If the Glove Fits ...

I received my all-time favorite pair of gardening gloves for my birthday a few years ago. They were a beautiful dark red goatskin, satiny smooth and flexible. I never would have bought such a nice pair of gloves to use just for, you know, digging in the dirt. I had always bought cheap gloves of assorted materials, and I never gave them much thought.

But those red gloves spoiled me. They felt wonderful and gripped well. I took good care of them, carefully wiping off the dirt when I took them off, and always laid them flat to dry. No matter what I asked of them, they performing beautifully and comfortably. They lasted for almost three years. Eventually they succumbed to abrasion during the building of a new retaining wall next to my vegetable garden. Goatskin's supple texture makes it less than ideal for handling stone and other hard, rough surfaces. Cowhide gloves would have been more durable.

Still, I went right out and bought myself another pair of those red goatskin gloves. This time I'll reserve them for the jobs they're best suited for.

Each type of glove has its merits.
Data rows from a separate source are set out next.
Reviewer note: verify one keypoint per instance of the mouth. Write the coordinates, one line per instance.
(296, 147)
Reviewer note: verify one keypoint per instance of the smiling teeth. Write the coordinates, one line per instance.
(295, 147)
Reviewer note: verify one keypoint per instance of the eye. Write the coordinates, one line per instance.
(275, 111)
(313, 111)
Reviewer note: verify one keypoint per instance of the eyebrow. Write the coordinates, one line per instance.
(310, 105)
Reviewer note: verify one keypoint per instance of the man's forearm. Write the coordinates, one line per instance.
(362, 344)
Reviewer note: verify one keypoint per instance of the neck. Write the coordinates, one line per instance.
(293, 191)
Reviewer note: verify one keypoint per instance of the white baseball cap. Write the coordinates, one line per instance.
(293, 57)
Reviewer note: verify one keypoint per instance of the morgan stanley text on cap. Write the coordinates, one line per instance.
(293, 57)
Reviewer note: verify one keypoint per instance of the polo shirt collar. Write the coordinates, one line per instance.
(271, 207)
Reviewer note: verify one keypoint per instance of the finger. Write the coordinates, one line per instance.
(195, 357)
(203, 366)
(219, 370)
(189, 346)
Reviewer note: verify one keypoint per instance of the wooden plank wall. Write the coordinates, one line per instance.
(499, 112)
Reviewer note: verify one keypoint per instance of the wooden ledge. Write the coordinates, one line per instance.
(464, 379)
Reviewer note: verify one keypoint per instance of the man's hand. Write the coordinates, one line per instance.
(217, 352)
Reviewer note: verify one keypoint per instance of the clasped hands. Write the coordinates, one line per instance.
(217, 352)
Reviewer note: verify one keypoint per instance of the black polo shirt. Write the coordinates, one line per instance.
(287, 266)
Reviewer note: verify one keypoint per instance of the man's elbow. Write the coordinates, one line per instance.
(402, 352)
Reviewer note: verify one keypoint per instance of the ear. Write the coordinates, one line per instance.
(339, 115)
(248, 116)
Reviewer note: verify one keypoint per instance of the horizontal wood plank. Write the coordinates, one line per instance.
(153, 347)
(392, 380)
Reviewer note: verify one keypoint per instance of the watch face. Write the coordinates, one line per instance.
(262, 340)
Here are some guidelines of what each does best.

Leather Gloves
Different types of leather lend different qualities to a glove. Goatskin gloves are supple and give decent dexterity for many gardening tasks. They keep hands relatively dry and don't stiffen after they get wet. They are too soft for working with stone, concrete, and brick. Sheepskin gloves are similar in comfort, but they tear more easily than most any other leather. Some goatskin and sheepskin gloves can be machine washed.
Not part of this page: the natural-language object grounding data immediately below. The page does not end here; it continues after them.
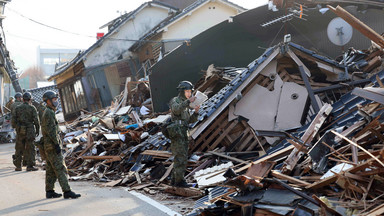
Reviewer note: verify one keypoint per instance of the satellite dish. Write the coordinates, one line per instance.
(339, 32)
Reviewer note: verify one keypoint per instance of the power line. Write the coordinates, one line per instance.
(88, 36)
(45, 25)
(36, 40)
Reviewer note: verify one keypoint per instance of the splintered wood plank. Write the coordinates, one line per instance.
(255, 143)
(281, 153)
(166, 174)
(225, 132)
(289, 178)
(307, 137)
(205, 143)
(219, 122)
(185, 192)
(331, 179)
(260, 170)
(379, 210)
(245, 143)
(165, 154)
(227, 157)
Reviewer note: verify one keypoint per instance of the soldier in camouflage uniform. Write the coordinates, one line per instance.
(178, 130)
(18, 102)
(55, 167)
(26, 122)
(9, 104)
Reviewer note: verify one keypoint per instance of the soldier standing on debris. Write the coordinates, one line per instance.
(27, 126)
(9, 104)
(18, 101)
(55, 167)
(178, 130)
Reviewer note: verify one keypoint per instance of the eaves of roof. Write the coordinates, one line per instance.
(98, 43)
(185, 12)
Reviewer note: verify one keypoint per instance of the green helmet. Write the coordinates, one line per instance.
(18, 95)
(185, 85)
(27, 96)
(49, 95)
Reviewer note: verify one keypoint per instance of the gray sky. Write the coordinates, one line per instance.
(83, 17)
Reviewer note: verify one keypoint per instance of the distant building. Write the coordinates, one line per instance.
(48, 58)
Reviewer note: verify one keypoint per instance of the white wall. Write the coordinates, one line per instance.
(134, 29)
(200, 20)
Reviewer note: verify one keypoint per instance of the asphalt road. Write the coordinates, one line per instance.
(22, 193)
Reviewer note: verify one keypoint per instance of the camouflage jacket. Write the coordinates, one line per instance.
(9, 106)
(13, 107)
(50, 129)
(25, 115)
(180, 110)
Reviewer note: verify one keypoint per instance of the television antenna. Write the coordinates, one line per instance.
(340, 33)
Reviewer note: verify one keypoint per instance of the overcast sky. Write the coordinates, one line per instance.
(83, 17)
The most rugged are cowhide and pigskin gloves -- your typical work gloves. These are strong enough for handling rough surfaces, such as rocks and wood, and for planting trees and shrubs. They also are the most protective for handling handling power equipment. Their downside is little dexterity, especially when lined for winter warmth, and they stiffen after getting wet.

Cloth Gloves
These run the gamut, from hardware store cheapos that work ok for working in dry soil to the colorful, hand-hugging Foxgloves, which are the best gloves of all for dexterity. If you work with prickley plants, be sure to choose a pair with palms and fingers that are reinforced with latex. These are on my wish list for the spring gardening season.

Rubber-Coated Gloves
A step up in protection from the reinforced cotton gloves are those covered entirely by a rubber or PVC coating. I use a pair whenever I work with roses. If they fit fairly snugly, they aren't too clumsy. I had a pair that was too large, and they kept slipping right off my hands when they were in the middle of a rose bush. Ouch.

The Fit
Don't buy any gloves that say "One Size Fits All." They don't. Ideally, you should be able to try on gloves before you buy. Make a fist and check for any uncomfortable spots that pinch or pull. If you can't try them on, here's a way to gauge your size.

Measure your flat hand around your knuckles (not including your thumbs). If your hand measures 6-1/2 to 7-1/4 inches, you need size small gloves. If you measure 7-1/2 to 7-3/4 inches, you need medium. If you measure 8 to 8-3/4 inches, large; 9 to 9-3/4 inches, extra large; 10 to 10-3/4 inches, extra extra large.

Your gloves are as much of a tool as your rake, and it pays to use the right tool for the job. And if that functional pair of gloves happens to also be beautiful ... well, what's the harm!